CLEVELAND, Tenn. — Pieces of Cleveland and Hiwassee-area history recently were recovered through dedicated research and the preservation of a collection of records dating as far back as the 1840s.
The Museum Center at Five Points recently received a collection of 19th-century legal documents and city charter amendments donated by the Cleveland City Council. The collection was given to the city by Jo Day, widow of local columnist and cartoonist Ned Day.
"It's a pretty nice find," said Hassan Najjar, executive director of the museum. "It was like we were opening Christmas presents when we first got to unbox these old records."
Most of the documents, primarily deeds and property transfers, date between 1880 and 1901, museum officials said.
One of the most interesting pieces is a list of amendments to the city's first charter that were probably drafted between the 1840s and 1864, based on the frequent mention of "freemen" in the document, said Lisa Chastain, the museum's curator of collections.
About the only other clue to the publication date of the charter amendments is a publisher's watermark that appears on the top left corner of the pages, Najjar said.
Cleveland, which was founded in 1838, adopted its first charter in 1842, officials said. That charter lasted until 1879, when the city adopted its second charter.
Highlights of the charter amendments include regulations on the upkeep of horses, protection of shade trees, and gambling, she said.
"You could be fined $1 for injuring a shade tree," Chastain said. "That was a lot of money."
Museum officials speculated that the collection might have originated as part of an attorney's record cache.
The documents, Chastain said, will be transcribed after they undergo preservative treatments.

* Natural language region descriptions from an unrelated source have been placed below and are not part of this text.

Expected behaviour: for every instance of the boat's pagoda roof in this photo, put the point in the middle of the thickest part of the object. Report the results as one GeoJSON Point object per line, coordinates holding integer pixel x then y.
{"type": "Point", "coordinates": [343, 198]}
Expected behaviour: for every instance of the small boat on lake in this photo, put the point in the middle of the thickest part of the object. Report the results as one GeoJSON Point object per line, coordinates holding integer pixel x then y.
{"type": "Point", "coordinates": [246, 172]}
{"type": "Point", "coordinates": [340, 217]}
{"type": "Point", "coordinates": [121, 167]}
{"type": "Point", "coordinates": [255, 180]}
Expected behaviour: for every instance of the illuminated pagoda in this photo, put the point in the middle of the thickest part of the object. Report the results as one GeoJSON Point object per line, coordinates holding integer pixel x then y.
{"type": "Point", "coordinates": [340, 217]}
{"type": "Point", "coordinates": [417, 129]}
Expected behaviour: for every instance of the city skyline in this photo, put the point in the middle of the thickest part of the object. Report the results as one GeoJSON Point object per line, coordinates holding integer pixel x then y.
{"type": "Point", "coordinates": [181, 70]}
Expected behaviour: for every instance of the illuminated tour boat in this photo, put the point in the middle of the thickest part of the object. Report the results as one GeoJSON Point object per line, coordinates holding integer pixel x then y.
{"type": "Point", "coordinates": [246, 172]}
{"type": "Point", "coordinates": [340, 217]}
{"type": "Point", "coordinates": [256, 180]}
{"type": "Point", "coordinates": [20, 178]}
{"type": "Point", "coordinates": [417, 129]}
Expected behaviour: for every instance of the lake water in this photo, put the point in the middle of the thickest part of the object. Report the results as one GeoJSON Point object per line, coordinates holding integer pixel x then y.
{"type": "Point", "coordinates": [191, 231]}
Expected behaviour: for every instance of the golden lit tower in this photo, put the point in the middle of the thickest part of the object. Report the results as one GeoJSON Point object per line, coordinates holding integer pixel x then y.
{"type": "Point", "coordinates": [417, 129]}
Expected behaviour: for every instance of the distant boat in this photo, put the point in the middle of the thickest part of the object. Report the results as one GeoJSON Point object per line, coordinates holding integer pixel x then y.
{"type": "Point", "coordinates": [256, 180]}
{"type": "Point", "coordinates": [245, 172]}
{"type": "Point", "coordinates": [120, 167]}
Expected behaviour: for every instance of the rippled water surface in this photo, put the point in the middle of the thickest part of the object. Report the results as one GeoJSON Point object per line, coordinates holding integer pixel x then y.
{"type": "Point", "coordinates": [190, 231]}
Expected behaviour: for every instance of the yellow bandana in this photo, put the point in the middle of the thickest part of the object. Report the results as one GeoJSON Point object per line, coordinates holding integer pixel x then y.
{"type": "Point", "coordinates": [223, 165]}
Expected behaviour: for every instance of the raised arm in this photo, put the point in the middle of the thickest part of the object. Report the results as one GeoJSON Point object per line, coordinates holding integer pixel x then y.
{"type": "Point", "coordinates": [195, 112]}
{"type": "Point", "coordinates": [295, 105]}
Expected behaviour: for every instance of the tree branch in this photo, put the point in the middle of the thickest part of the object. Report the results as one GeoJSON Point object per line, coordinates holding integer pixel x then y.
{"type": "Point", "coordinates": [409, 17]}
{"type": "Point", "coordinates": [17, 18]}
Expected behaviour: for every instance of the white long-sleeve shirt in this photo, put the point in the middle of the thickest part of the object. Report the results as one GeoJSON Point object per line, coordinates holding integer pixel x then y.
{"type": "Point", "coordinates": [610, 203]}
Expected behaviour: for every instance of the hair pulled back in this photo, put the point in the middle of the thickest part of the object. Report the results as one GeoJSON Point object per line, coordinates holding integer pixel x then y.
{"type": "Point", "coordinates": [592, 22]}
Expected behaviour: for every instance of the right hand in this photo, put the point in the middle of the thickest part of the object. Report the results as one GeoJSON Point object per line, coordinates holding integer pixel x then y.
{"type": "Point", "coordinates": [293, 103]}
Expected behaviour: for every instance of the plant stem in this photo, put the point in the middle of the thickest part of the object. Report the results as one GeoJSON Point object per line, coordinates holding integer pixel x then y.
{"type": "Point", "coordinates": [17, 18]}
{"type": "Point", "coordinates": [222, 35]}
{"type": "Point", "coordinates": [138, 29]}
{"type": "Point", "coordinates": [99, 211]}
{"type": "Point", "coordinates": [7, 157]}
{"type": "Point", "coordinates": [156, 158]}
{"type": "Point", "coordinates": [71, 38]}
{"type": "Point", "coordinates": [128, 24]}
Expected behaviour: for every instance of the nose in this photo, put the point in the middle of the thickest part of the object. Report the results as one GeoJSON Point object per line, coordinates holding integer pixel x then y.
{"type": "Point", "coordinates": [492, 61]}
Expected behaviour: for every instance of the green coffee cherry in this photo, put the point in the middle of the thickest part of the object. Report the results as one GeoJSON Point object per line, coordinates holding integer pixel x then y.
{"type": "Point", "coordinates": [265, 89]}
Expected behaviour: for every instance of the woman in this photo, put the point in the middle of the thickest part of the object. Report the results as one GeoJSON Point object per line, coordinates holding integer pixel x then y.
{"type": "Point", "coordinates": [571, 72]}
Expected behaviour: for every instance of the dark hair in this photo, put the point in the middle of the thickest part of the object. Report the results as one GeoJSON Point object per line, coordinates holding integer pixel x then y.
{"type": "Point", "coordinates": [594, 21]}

To the north of Cleveland, nearly two dozen 19th-century veterans' graves at the Calhoun Cemetery have been identified by Laura Spann, a researcher associated with the Charleston-Calhoun-Hiwassee Historical Society.

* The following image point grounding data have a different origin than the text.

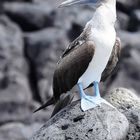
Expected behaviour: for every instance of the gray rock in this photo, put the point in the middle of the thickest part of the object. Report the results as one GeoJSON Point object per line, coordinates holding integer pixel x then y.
{"type": "Point", "coordinates": [43, 49]}
{"type": "Point", "coordinates": [128, 103]}
{"type": "Point", "coordinates": [13, 69]}
{"type": "Point", "coordinates": [15, 93]}
{"type": "Point", "coordinates": [134, 23]}
{"type": "Point", "coordinates": [29, 16]}
{"type": "Point", "coordinates": [100, 123]}
{"type": "Point", "coordinates": [129, 38]}
{"type": "Point", "coordinates": [128, 75]}
{"type": "Point", "coordinates": [122, 20]}
{"type": "Point", "coordinates": [18, 131]}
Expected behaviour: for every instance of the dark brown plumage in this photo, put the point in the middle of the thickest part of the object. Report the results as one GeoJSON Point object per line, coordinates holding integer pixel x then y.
{"type": "Point", "coordinates": [73, 64]}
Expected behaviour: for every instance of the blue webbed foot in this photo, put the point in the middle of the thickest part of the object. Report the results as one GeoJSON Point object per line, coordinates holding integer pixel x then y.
{"type": "Point", "coordinates": [88, 102]}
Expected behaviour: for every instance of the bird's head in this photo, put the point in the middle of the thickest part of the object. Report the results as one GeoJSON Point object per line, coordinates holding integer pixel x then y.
{"type": "Point", "coordinates": [94, 3]}
{"type": "Point", "coordinates": [82, 2]}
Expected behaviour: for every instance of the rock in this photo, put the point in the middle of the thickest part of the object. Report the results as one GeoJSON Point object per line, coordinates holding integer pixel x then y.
{"type": "Point", "coordinates": [29, 16]}
{"type": "Point", "coordinates": [15, 93]}
{"type": "Point", "coordinates": [130, 4]}
{"type": "Point", "coordinates": [122, 20]}
{"type": "Point", "coordinates": [129, 38]}
{"type": "Point", "coordinates": [128, 75]}
{"type": "Point", "coordinates": [134, 23]}
{"type": "Point", "coordinates": [99, 123]}
{"type": "Point", "coordinates": [128, 103]}
{"type": "Point", "coordinates": [43, 49]}
{"type": "Point", "coordinates": [18, 131]}
{"type": "Point", "coordinates": [13, 69]}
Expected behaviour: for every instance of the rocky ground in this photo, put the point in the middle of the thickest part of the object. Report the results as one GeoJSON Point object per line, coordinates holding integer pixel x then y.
{"type": "Point", "coordinates": [33, 34]}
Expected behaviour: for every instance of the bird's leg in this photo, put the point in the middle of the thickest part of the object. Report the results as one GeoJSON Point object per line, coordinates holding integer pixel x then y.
{"type": "Point", "coordinates": [97, 95]}
{"type": "Point", "coordinates": [88, 102]}
{"type": "Point", "coordinates": [96, 89]}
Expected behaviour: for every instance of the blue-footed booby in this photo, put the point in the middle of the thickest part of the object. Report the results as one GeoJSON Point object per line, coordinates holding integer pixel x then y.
{"type": "Point", "coordinates": [90, 58]}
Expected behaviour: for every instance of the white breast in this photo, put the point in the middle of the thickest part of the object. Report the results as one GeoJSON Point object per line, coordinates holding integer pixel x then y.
{"type": "Point", "coordinates": [104, 40]}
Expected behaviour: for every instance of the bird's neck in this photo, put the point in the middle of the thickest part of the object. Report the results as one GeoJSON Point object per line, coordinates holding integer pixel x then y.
{"type": "Point", "coordinates": [104, 15]}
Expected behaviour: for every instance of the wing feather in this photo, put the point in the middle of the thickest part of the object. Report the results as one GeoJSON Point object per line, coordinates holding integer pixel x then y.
{"type": "Point", "coordinates": [70, 68]}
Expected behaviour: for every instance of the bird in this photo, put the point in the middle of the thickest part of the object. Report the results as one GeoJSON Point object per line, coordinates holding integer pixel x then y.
{"type": "Point", "coordinates": [89, 59]}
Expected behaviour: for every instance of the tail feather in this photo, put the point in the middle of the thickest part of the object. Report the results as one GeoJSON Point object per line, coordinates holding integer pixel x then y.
{"type": "Point", "coordinates": [48, 103]}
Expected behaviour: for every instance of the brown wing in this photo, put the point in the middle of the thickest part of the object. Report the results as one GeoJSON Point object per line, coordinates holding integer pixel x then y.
{"type": "Point", "coordinates": [113, 60]}
{"type": "Point", "coordinates": [70, 68]}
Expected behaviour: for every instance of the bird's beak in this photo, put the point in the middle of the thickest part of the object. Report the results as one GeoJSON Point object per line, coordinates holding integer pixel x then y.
{"type": "Point", "coordinates": [76, 2]}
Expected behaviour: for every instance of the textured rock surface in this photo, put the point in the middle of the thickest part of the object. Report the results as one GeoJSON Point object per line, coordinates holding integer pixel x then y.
{"type": "Point", "coordinates": [30, 48]}
{"type": "Point", "coordinates": [128, 103]}
{"type": "Point", "coordinates": [99, 123]}
{"type": "Point", "coordinates": [43, 49]}
{"type": "Point", "coordinates": [17, 131]}
{"type": "Point", "coordinates": [30, 17]}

"For many years, various groups in Calhoun have placed flags on the graves of veterans buried in the cemetery, and this recent finding will give these newly discovered veterans the recognition they deserve as part of history," Melissa Woody, vice president of the convention and visitors bureau with the Cleveland/Bradley Chamber of Commerce, said in a news release.
Several of the veterans served in the War of 1812, while others served in the Civil War, she said. Many played key roles in the Cherokee Removal or took active roles in county government and the founding of Calhoun, she said.
Spann will give a presentation on her findings on Sunday at 3 p.m. at the Hiwassee River Heritage Center in Charleston.